When Margot Foster (Mary Jane Wells) an A.S.P. agent turns up dead (via having her head caved in) in a locked safe room, her fellow agents, husband and wife, Edward Banderas and Laurel Arrow (Christopher Soren Kelly and Jessica Graham) must find out how and why the first murder in years was committed right under their noses.
Edward and Laurel’s main suspect is Carter Carmine (Joshua Bitton), a private detective, who used to work with the agents of A.S.P. on a program called the Cleopatra Squad. Cleopatra created the Tangle. Via their questioning of Carter, Edward and Laurel learn that he was following Margot and is definitely hiding something. Through further “questioning” it is discovered Carter, Margot, Edward and Laurel all had a hand in designing The Tangle. Soon, as time runs out, Francesca (Nicole da Silva), is called in to “speed up” Cater’s co-operation with the investigation. Soon though everyone could be a suspect as secrets are revealed and worlds unravel!
Despite its science fiction appearance, The Tangle has a classic film noir heart that becomes more obvious as the film develops. Both the dialogue and wardrobe help deliver a classic 1940’s look that fits with the futuristic world Christopher Soren Kelly has created. These leaves The Tangle more reminiscent of Rian Johnson’s 2005 movie Brick than of The Matrix or Blade Runner.
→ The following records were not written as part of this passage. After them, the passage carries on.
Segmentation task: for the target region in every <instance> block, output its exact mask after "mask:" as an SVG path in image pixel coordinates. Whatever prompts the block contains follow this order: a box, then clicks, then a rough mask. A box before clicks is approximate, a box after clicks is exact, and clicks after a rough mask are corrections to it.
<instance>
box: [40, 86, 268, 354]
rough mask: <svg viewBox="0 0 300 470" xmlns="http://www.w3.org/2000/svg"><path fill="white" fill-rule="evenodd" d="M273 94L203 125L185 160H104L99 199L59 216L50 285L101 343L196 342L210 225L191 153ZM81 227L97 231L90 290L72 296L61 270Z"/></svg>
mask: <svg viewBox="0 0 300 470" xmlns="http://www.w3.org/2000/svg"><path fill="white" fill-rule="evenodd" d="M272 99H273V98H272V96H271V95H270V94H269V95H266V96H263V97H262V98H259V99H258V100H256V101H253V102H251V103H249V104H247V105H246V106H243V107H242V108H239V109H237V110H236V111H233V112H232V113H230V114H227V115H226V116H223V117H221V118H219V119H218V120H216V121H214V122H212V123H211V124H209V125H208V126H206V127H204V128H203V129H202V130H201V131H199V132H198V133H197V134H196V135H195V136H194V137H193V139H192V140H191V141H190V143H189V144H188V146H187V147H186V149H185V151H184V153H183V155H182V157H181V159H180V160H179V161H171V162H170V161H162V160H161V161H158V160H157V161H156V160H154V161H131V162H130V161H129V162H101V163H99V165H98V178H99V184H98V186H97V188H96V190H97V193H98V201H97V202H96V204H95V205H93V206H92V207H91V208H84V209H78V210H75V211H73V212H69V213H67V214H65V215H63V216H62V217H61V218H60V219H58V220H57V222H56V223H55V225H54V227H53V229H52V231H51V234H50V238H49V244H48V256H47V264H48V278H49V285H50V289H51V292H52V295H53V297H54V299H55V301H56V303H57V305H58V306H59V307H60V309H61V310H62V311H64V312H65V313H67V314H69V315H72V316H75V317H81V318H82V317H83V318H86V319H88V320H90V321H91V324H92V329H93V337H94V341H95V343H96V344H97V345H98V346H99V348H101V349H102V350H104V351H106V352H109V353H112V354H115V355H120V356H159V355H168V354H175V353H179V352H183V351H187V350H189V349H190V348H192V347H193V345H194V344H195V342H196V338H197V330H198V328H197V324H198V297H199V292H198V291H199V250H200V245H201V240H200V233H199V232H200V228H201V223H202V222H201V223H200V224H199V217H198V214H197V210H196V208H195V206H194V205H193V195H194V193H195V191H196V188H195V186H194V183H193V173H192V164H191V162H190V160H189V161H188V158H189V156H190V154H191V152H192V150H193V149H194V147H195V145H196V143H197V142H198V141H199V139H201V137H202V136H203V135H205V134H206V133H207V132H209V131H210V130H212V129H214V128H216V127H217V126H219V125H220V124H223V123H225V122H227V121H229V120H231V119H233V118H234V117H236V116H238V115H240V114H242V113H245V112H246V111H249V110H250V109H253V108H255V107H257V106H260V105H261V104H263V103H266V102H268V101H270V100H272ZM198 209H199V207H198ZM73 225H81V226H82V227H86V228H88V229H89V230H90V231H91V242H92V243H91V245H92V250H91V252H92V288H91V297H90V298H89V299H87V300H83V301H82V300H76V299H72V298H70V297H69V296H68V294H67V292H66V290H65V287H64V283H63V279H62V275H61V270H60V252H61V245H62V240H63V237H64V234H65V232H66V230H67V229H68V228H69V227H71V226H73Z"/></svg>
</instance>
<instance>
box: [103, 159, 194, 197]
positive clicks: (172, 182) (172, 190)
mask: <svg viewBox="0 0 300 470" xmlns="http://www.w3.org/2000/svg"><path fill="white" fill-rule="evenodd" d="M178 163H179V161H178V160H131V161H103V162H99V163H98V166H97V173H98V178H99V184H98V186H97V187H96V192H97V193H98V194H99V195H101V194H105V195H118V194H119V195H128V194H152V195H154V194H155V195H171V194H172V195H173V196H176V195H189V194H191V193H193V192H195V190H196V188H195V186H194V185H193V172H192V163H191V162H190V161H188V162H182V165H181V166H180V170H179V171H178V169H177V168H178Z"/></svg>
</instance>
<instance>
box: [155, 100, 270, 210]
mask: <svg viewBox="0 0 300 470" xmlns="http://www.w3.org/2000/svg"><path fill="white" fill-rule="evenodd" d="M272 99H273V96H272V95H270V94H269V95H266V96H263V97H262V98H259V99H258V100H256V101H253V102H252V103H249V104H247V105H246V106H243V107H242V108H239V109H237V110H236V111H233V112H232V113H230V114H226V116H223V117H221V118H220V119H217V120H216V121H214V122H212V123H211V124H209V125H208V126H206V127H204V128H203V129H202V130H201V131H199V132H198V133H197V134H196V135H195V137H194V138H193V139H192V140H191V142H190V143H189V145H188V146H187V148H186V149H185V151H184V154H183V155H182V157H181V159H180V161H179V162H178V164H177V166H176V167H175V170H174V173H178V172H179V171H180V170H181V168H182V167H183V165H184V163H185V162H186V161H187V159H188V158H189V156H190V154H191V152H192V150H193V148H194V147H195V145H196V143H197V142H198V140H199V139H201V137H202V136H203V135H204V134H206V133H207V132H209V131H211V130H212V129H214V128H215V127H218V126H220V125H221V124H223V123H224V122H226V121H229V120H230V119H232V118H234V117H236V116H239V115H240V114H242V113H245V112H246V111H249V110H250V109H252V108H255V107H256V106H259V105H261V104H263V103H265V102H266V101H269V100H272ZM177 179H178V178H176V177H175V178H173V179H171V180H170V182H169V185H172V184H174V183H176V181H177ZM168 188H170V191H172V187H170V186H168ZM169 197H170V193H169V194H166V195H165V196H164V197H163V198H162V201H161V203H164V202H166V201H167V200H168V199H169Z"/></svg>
Whilst the strongly delivered exposition may bore some viewers, the claustrophobicness of the set sure helps the audience feel the desperateness of the situation and the emotions of all involved. The use of silence is also vital in creating a great awkwardness between the characters that in turn adds a greater depth to the situations they are presented with.
Verdict: 7/10. Whilst exposition heavy, the film does not suffer for it. Mainly due to the amazing cast who more than carry their own parts of the narrative and provide the audience with the air of mystery a film like this needs. To get the most of The Tangle you do need to give it your full attention though or you may miss important information!